The Requirements of Being a Public Entity and Sustaining Our Growth May Strain Our Resources. As a public entity, we will be subject to an ongoing reporting regime. These reporting requirements may place a strain on our systems and resources. We will be implementing additional procedures and processes for the purpose of addressing the standards and requirements applicable to public companies. In addition, sustaining our growth will also require us to commit additional management, operational and financial resources to identify new professionals to join our firm and to maintain appropriate operational and financial systems to adequately support expansion. These activities may divert management's attention from other business concerns, which could have a material adverse effect on our business, financial condition, results of operations and cash flows.
We expect to incur significant additional annual expenses related to these steps and, among other things, additional Directors' and Officers' liability insurance, director fees, reporting requirements of the SEC, transfer agent fees, hiring additional accounting, legal and administrative personnel, increased auditing and legal fees and similar expenses.
Franchisees are independent contractors and are not our employees. We will provide training and support to franchisees, but the quality of franchised agency operations may be diminished by any number of factors beyond our control. Consequently, franchisees may not operate agencies in a manner consistent with our standards and requirements. If franchisees do not adequately manage their agencies, the negative impact to our brand, image and reputation could cause a decline in sales for the Company and all its franchisees. In addition, we may also face potential claims and liabilities due to the acts of our franchisees based on agency or vicarious liability theories.
The ability of 360 Sports to compete effectively with other companies could depend, in part, on its ability to create and/or maintain the proprietary nature of its business method. We intend to apply for all applicable forms of intellectual property protection immediately upon receipt of funding, and 360 Sports' success shall also depend, in part, on its ability to obtain this protection and then enforce the intellectual property protection for these assets in the United States and other countries. The Company, in such circumstances, may file applications for patents, copyrights and trademarks, as management deems appropriate. There can be no assurances as to the degree of protection offered by any intellectual property issued to or licensed by the Company.
There can be no assurances that competitors, many of whom have substantial resources and substantial investments in competing technologies, shall not seek to apply for and obtain patents that shall prevent, limit or interfere with 360 Sports' ability to make and sell its products and or services. In addition, the laws of certain countries would not protect 360 Sports' proprietary rights to the same extent as do the laws of the United States.
The defense and prosecution of patent suits may be both costly and time consuming even if the outcome is favorable to 360 Sports. An adverse outcome could subject the Company to significant liabilities to third parties, require disputed rights to be licensed from third parties, or require 360 Sports to cease from selling certain of its products.

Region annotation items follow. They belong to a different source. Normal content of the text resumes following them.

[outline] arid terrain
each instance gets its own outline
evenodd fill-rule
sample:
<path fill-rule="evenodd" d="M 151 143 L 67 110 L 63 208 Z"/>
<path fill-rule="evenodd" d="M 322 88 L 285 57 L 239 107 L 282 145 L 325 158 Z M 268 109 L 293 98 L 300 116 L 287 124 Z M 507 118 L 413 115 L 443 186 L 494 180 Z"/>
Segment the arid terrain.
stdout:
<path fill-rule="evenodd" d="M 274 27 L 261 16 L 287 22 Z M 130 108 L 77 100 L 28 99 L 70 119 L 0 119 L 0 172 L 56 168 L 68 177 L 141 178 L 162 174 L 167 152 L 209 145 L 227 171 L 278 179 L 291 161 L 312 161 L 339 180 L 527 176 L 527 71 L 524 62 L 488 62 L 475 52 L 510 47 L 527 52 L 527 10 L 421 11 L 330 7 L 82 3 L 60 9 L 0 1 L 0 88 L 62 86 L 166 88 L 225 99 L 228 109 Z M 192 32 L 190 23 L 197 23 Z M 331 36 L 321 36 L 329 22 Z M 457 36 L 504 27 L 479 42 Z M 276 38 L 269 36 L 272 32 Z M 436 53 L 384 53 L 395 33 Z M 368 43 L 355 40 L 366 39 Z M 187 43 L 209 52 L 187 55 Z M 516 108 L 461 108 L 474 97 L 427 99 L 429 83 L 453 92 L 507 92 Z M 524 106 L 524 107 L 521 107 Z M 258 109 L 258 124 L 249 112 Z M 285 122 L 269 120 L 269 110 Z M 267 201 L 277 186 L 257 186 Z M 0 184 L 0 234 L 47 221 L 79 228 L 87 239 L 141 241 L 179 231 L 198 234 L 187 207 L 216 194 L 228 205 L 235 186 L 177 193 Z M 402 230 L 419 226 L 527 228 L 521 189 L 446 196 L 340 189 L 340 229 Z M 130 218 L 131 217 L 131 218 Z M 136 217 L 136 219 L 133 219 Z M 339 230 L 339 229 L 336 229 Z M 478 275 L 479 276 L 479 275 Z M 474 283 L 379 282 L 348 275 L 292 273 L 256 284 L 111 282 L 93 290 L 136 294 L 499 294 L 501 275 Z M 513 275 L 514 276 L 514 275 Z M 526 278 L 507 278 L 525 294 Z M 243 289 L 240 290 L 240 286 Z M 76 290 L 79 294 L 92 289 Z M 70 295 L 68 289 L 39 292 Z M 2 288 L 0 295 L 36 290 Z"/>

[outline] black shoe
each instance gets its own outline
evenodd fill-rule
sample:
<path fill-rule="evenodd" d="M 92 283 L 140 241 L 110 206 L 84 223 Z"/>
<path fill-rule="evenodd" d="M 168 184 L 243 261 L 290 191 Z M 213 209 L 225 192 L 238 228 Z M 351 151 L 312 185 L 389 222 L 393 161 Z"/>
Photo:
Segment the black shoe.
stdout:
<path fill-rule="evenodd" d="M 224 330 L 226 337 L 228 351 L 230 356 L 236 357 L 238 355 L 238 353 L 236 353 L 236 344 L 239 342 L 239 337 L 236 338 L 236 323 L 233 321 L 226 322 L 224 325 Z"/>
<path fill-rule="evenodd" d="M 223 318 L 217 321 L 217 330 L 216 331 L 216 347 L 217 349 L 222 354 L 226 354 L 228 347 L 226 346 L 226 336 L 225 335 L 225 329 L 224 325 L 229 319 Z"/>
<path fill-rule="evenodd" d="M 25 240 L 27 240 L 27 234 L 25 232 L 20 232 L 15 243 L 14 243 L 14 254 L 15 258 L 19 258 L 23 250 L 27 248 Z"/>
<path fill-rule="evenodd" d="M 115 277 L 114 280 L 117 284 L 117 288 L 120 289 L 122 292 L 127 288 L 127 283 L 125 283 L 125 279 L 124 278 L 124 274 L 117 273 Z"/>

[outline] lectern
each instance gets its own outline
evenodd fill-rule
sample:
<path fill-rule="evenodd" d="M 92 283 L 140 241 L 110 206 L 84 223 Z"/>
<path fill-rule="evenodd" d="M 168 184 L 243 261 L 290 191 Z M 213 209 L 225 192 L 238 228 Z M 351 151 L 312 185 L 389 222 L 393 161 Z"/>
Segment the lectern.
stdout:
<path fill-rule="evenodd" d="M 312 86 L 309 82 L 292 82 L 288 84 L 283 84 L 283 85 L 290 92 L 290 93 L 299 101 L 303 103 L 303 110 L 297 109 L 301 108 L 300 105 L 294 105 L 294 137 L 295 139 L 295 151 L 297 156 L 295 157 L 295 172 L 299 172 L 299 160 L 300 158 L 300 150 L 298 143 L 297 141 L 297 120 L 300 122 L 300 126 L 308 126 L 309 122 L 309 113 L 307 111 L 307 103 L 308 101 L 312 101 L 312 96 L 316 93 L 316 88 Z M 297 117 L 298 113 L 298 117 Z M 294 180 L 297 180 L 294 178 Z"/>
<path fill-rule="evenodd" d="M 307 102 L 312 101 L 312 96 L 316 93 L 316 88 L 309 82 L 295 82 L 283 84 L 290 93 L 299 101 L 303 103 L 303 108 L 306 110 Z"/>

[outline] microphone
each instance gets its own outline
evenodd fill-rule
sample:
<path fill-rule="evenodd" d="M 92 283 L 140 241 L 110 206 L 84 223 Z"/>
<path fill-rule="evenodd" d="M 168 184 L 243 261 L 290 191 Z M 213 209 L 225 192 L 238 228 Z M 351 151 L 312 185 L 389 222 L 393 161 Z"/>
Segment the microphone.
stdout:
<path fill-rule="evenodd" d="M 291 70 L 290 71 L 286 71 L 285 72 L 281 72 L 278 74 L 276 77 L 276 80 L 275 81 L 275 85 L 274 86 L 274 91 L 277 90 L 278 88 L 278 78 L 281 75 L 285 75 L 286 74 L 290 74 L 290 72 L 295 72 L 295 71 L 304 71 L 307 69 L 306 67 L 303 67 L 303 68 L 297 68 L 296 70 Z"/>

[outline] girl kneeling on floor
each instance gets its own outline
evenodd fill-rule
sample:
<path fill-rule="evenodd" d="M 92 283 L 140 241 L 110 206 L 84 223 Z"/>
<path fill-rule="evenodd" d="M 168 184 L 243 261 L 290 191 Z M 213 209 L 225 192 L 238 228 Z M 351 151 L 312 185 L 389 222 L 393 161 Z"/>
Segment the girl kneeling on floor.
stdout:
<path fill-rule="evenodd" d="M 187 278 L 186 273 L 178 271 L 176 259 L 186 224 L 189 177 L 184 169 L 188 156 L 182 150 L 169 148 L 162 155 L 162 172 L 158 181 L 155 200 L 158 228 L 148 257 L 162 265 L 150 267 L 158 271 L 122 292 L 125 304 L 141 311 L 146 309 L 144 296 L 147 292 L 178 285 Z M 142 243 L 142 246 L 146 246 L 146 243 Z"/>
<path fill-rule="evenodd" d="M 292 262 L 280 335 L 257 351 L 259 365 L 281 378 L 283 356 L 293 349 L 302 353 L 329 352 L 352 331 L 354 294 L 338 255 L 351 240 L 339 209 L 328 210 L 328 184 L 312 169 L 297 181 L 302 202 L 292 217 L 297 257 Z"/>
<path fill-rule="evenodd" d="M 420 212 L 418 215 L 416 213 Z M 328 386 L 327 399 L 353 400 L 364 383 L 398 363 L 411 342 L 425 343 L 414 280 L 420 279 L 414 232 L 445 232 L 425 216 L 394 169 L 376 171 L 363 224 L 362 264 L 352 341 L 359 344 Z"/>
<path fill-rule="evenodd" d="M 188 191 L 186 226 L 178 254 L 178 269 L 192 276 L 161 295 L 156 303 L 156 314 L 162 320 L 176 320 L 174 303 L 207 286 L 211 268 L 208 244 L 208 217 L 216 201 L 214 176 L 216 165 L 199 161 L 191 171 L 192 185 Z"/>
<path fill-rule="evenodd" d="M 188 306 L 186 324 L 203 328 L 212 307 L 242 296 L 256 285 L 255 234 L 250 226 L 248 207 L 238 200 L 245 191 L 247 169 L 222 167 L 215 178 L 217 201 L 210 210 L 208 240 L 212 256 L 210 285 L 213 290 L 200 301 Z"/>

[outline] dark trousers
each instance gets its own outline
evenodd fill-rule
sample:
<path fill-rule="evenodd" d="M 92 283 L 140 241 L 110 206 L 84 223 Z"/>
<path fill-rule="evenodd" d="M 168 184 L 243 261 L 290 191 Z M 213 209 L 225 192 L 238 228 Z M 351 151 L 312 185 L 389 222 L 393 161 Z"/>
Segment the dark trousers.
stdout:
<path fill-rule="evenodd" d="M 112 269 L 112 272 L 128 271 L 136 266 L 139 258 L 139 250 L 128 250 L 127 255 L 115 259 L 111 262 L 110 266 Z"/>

360 Sports will also rely on proprietary technology such as athlete analytics, and business methods such as our sales process and league management systems. There can be no assurances that others may not independently develop the same or similar technology, or otherwise obtain access to the Company's proprietary technology. There can be no assurances that confidentiality agreements entered into by 360 Sports' employees, agents, advisors, consultants and associates as well, as other staff, shall provide meaningful protection for the Company's trade secrets, know-how or other proprietary information in the event of any unauthorized use or disclosure of such trade secrets, know-how or other proprietary information.
360 Sports is highly dependent on the services of Robert F. Licopoli, Chief Executive Officer, and the loss of his services could have an adverse effect on the future operations of the Company. Although the Company does not currently maintain a key-man life insurance policy insuring the life of Mr. Licopoli, the Company intends to apply for such a life insurance policy upon effectiveness of this Offering Statement.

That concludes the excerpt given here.